Several decades of research on transcriptional regulation have identified different modes of regulation that have been ascribed to distinct regulatory elements – stretches of DNA with specific information and genomic locations needed for their tasks. Core promoters are located at transcription initiation sites and carry binding sites to general transcription factors that help recruit and assemble the RNAPII machinery. The activation, rate of initiation and elongation are further influenced by promoter-distal regulatory elements called enhancers – elements that are generally believed to be the main determinants of cell-type-specific and precise developmental gene expression. Silencers – elements that bind repressors that block transcription – or insulators – boundary elements that block the interplay between promoters and enhancers or silencers, further add to the complex landscape of transcriptional regulation.

Incorrect spatio-temporal regulation of gene expression may lead to disease. This is one of the main motivations behind increased efforts to characterize the locations and cell-type-specific activities of regulatory elements in mammalian genomes. While the genomic locations of gene promoters may be inferred using various RNA sequencing techniques, other kinds of regulatory elements have been harder to localize. Major consortia such as the The Encyclopedia of DNA Elements (ENCODE) and the NIH Roadmap Epigenomics Mapping Consortium have therefore invested a considerable amount of time and resources to delineate rules on how to localize and infer the activities of regulatory elements.

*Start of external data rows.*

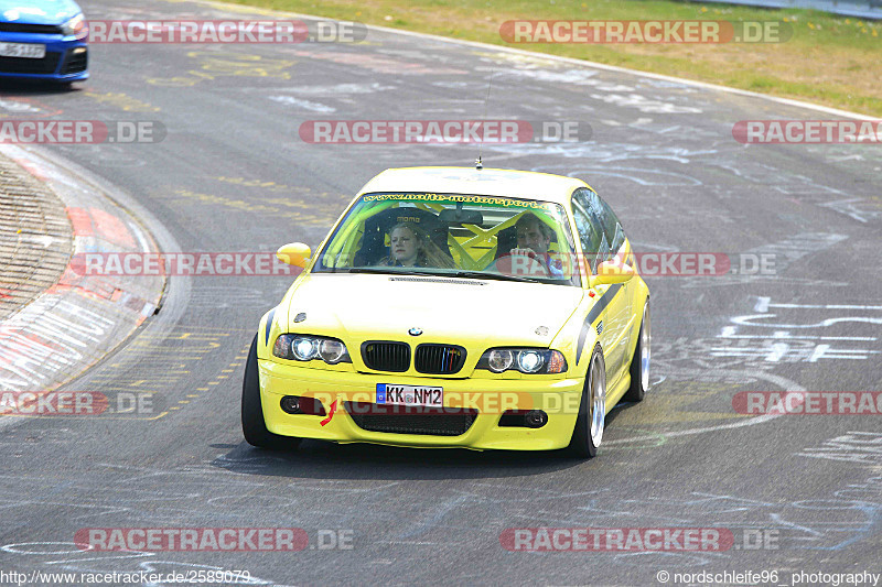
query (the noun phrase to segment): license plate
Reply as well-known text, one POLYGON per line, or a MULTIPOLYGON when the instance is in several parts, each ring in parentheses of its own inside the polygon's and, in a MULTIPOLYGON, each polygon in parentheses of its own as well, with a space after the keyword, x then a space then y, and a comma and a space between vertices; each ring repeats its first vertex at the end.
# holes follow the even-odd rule
POLYGON ((444 388, 377 383, 377 403, 385 405, 443 407, 444 388))
POLYGON ((34 43, 0 43, 0 56, 42 59, 46 56, 46 45, 34 43))

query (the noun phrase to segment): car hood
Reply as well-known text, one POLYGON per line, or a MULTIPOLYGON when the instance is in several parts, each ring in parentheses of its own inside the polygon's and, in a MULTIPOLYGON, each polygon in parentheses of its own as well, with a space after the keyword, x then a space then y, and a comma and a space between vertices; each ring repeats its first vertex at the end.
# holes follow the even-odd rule
POLYGON ((580 287, 496 280, 308 274, 288 307, 288 331, 349 340, 547 347, 582 300, 580 287), (305 319, 294 322, 298 314, 305 319))
POLYGON ((72 0, 0 0, 0 22, 62 24, 79 12, 72 0))

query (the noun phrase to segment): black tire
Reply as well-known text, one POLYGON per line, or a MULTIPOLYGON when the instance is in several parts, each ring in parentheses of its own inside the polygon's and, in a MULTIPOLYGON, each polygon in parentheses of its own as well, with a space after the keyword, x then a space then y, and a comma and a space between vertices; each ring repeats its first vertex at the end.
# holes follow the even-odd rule
POLYGON ((649 300, 643 306, 643 319, 641 320, 641 331, 637 335, 637 346, 634 348, 634 356, 631 358, 631 387, 622 396, 626 402, 643 401, 646 392, 649 391, 649 348, 653 341, 653 324, 649 319, 649 300))
POLYGON ((592 458, 598 455, 606 421, 605 401, 606 362, 603 360, 603 350, 600 345, 596 345, 594 352, 591 354, 591 362, 588 365, 585 384, 582 388, 582 401, 579 402, 579 417, 576 420, 570 446, 567 447, 570 455, 578 458, 592 458), (598 390, 601 395, 600 403, 595 401, 598 390), (601 412, 595 414, 598 410, 601 412), (593 436, 592 423, 600 428, 594 431, 593 436))
POLYGON ((297 448, 300 438, 280 436, 267 430, 263 407, 260 403, 260 380, 257 369, 257 335, 251 341, 248 360, 245 362, 245 377, 241 382, 241 432, 245 441, 258 448, 297 448))

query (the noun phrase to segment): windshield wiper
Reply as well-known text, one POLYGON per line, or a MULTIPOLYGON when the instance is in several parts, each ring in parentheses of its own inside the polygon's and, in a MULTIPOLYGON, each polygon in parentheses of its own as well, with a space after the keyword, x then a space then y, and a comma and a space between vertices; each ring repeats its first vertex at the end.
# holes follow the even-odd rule
POLYGON ((389 273, 389 274, 398 274, 399 271, 389 271, 388 268, 385 267, 351 267, 346 270, 346 273, 389 273))
POLYGON ((476 280, 497 280, 497 281, 521 281, 527 283, 541 283, 540 281, 521 278, 518 275, 505 275, 504 273, 484 273, 483 271, 456 271, 445 276, 451 278, 472 278, 476 280))

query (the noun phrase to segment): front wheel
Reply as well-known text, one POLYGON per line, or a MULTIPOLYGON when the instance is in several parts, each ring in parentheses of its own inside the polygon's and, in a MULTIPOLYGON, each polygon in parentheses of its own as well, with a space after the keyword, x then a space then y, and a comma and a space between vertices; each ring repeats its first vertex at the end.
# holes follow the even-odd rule
POLYGON ((639 402, 649 391, 649 347, 653 341, 652 323, 649 322, 649 301, 643 306, 643 322, 641 334, 637 336, 637 347, 631 358, 631 388, 622 399, 626 402, 639 402))
POLYGON ((267 430, 260 403, 260 379, 257 368, 257 336, 251 341, 245 378, 241 382, 241 432, 251 446, 259 448, 295 448, 300 438, 280 436, 267 430))
POLYGON ((579 417, 572 432, 569 452, 580 458, 596 456, 606 425, 606 362, 600 345, 594 347, 588 367, 579 417))

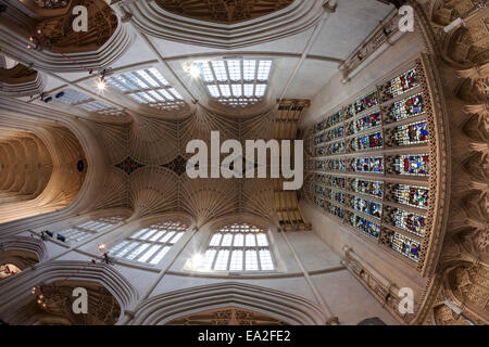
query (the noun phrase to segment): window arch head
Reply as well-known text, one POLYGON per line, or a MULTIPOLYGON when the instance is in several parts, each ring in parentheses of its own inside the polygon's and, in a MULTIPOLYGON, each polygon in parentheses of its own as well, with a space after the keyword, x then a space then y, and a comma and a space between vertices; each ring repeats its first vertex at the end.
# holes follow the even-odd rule
POLYGON ((220 228, 211 237, 199 271, 273 271, 266 231, 249 223, 220 228))
POLYGON ((156 266, 187 229, 186 223, 175 220, 153 223, 136 230, 129 237, 114 245, 109 255, 126 261, 156 266))

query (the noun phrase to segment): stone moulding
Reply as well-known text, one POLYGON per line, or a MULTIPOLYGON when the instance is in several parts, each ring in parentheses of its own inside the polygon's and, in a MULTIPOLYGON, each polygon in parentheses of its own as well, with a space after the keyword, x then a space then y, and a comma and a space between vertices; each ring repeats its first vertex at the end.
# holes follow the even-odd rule
POLYGON ((296 0, 289 7, 236 24, 203 22, 164 11, 155 1, 133 1, 116 5, 141 31, 152 37, 218 49, 238 49, 302 33, 321 21, 324 0, 296 0))
POLYGON ((134 312, 131 325, 164 325, 201 310, 234 306, 291 325, 324 325, 327 317, 314 303, 288 293, 236 283, 197 286, 151 297, 134 312))
MULTIPOLYGON (((138 299, 138 293, 133 285, 114 268, 105 265, 91 265, 90 261, 49 261, 29 268, 0 283, 0 316, 9 321, 15 314, 15 308, 21 308, 32 299, 30 288, 41 283, 54 282, 89 282, 102 285, 121 306, 121 312, 130 309, 138 299), (18 293, 25 293, 18 295, 18 293)), ((123 313, 121 313, 123 314, 123 313)))
POLYGON ((22 56, 21 63, 41 72, 66 73, 86 68, 99 69, 101 66, 110 66, 129 48, 133 36, 125 25, 122 25, 117 16, 118 25, 112 37, 97 51, 82 53, 66 53, 66 56, 50 52, 48 49, 40 51, 27 50, 28 39, 23 33, 17 33, 13 25, 0 26, 0 43, 2 50, 12 56, 22 56), (74 63, 76 62, 76 64, 74 63))

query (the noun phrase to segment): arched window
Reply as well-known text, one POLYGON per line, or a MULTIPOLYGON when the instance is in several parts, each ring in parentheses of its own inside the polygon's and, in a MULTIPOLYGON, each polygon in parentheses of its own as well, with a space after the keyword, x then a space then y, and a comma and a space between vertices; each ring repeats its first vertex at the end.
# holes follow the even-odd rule
POLYGON ((124 260, 158 265, 185 234, 187 228, 179 221, 165 221, 139 229, 113 246, 109 255, 124 260))
POLYGON ((266 232, 247 223, 226 226, 212 236, 200 271, 272 271, 266 232))
POLYGON ((308 140, 310 200, 414 266, 423 266, 417 262, 428 240, 432 117, 424 67, 416 60, 414 67, 325 117, 308 140))
POLYGON ((209 94, 222 104, 246 107, 266 94, 272 61, 222 60, 196 62, 209 94))
POLYGON ((65 242, 78 243, 98 232, 108 230, 109 228, 121 222, 122 220, 124 220, 124 218, 121 216, 90 219, 84 223, 73 226, 58 232, 57 237, 65 242))

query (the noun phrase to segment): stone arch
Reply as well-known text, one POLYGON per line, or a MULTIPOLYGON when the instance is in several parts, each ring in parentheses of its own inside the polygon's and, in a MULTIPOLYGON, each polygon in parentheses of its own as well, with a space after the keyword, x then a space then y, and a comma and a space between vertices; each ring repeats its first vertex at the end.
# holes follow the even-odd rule
POLYGON ((137 291, 113 267, 93 265, 91 261, 52 261, 23 271, 0 283, 0 307, 2 307, 0 319, 12 324, 34 323, 26 321, 25 318, 26 312, 28 314, 33 309, 32 305, 35 304, 33 287, 60 286, 67 283, 82 287, 84 285, 103 287, 120 306, 117 319, 138 299, 137 291))
POLYGON ((41 123, 32 129, 4 128, 0 141, 2 209, 0 222, 50 213, 68 206, 87 174, 85 151, 66 127, 41 123), (5 198, 3 198, 5 197, 5 198))
POLYGON ((131 325, 164 325, 206 309, 235 307, 259 312, 290 325, 323 325, 327 317, 317 305, 296 295, 227 282, 162 294, 141 303, 131 325))
POLYGON ((0 265, 13 264, 25 270, 46 260, 48 252, 45 243, 35 237, 11 236, 0 243, 0 265))

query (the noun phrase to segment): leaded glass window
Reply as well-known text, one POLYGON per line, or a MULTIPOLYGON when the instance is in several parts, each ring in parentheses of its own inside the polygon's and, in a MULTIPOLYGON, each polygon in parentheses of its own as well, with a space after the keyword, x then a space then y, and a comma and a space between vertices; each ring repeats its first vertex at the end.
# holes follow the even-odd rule
POLYGON ((365 150, 381 149, 384 145, 383 133, 375 132, 354 138, 351 142, 351 149, 355 152, 365 150))
POLYGON ((391 236, 391 247, 403 256, 417 261, 419 259, 421 243, 398 232, 391 236))
POLYGON ((222 227, 212 235, 200 271, 273 271, 266 232, 248 223, 222 227))
POLYGON ((379 203, 371 202, 369 200, 359 196, 353 196, 350 202, 351 206, 360 213, 371 215, 375 218, 381 217, 383 205, 379 203))
POLYGON ((341 219, 344 218, 344 208, 342 208, 342 207, 338 207, 338 206, 335 206, 335 205, 329 205, 328 211, 333 216, 336 216, 336 217, 341 218, 341 219))
POLYGON ((210 95, 233 107, 246 107, 265 97, 272 65, 269 60, 197 62, 210 95))
POLYGON ((396 128, 394 138, 399 145, 427 143, 429 137, 426 121, 417 121, 396 128))
POLYGON ((398 155, 393 163, 398 175, 405 176, 428 176, 429 155, 428 154, 406 154, 398 155))
POLYGON ((392 222, 399 229, 409 231, 415 235, 423 235, 426 228, 426 219, 424 216, 397 208, 391 214, 392 222))
POLYGON ((422 94, 398 101, 390 107, 390 115, 396 121, 418 116, 424 113, 425 103, 422 94))
POLYGON ((187 231, 179 221, 164 221, 142 228, 115 244, 109 255, 128 261, 155 266, 187 231))
POLYGON ((387 93, 390 98, 402 95, 414 88, 419 87, 418 76, 415 68, 405 72, 390 80, 387 93))
POLYGON ((354 158, 353 170, 356 172, 384 172, 384 157, 381 156, 369 156, 364 158, 354 158))
POLYGON ((354 179, 351 187, 355 193, 372 195, 381 198, 384 196, 384 183, 365 179, 354 179))
POLYGON ((350 222, 353 228, 362 231, 363 233, 367 234, 368 236, 372 236, 374 239, 378 239, 378 235, 380 233, 380 226, 377 223, 374 223, 373 221, 363 218, 359 215, 351 215, 350 222))
POLYGON ((367 116, 361 117, 350 125, 350 130, 352 133, 362 132, 368 129, 374 129, 380 127, 383 124, 380 118, 380 112, 374 112, 367 116))
POLYGON ((394 189, 396 201, 399 204, 417 208, 428 207, 428 193, 427 188, 410 184, 398 184, 394 189))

However, recent studies have generated data that question the fundamental separation of regulatory elements into distinct entities. Transcription initiation occurs at enhancers (see also related post). This property does not only enable precise localization of enhancers; it is also a good predictor of their regulatory activities. Hence, the activity of an enhancer may be inferred by a property that is generally ascribed promoters. Adding to their similarities, gene promoters can have enhancer activities and a considerable fraction of DNA sequences with enhancer potential overlap core promoters in Drosophila.

I discuss the similarities between enhancers and promoters in a recent opinion paper [1]. Together with Albin Sandelin and Charles Danko, we take this one step further and suggest a unified architecture of transcriptional regulatory elements [2]. I am now happy to see that also Tae-Kyung Kim and Ramin Shiekhattar recognize the similarities between enhancers and promoters and the problems with their distinctions [3].

Similarities between regulatory elements have been discussed also elsewhere in the literature. Jesse Raab and Rohinton Kamakaka discuss the apparent similarities between insulators and promoters [4]. Alexander Feuerborn and Peter Cook suggest a unifying view of regulatory elements and that regulatory function is determined by the three-dimensional structure of chromatin and selective tethering of transcription units to transcription factories [5].

Taken together, recent observations call for a reconsideration of current discriminatory rules of regulatory elements. In light of recent data, regulatory elements should not generally be considered distinct entities but rather elements with varying functions. The functions of regulatory elements seem to be context dependent and determined by the physical proximity of other regulatory elements and their bound factors.

1. Andersson R. Promoter or enhancer, what’s the difference? Deconstruction of established distinctions and presentation of a unifying model. Bioessays. 2015 Mar;37(3):314-23.
2. Andersson R, Sandelin A, Danko CG. A unified architecture of transcriptional regulatory elements. Trends Genet. 2015 Aug;31(8):426-33.
3. Kim T-K, Shiekhattar R. Architectural and Functional Commonalities between Enhancers and Promoters. Cell. 2015;162(5): 948-59.
4. Raab JR, Kamakaka RT. Insulators and promoters: closer than we think. Nat Rev Genet. 2010 Jun;11(6):439-46.
5. Feuerborn A, Cook PR. Why the activity of a gene depends on its neighbors. Trends Genet. 2015 Aug 7.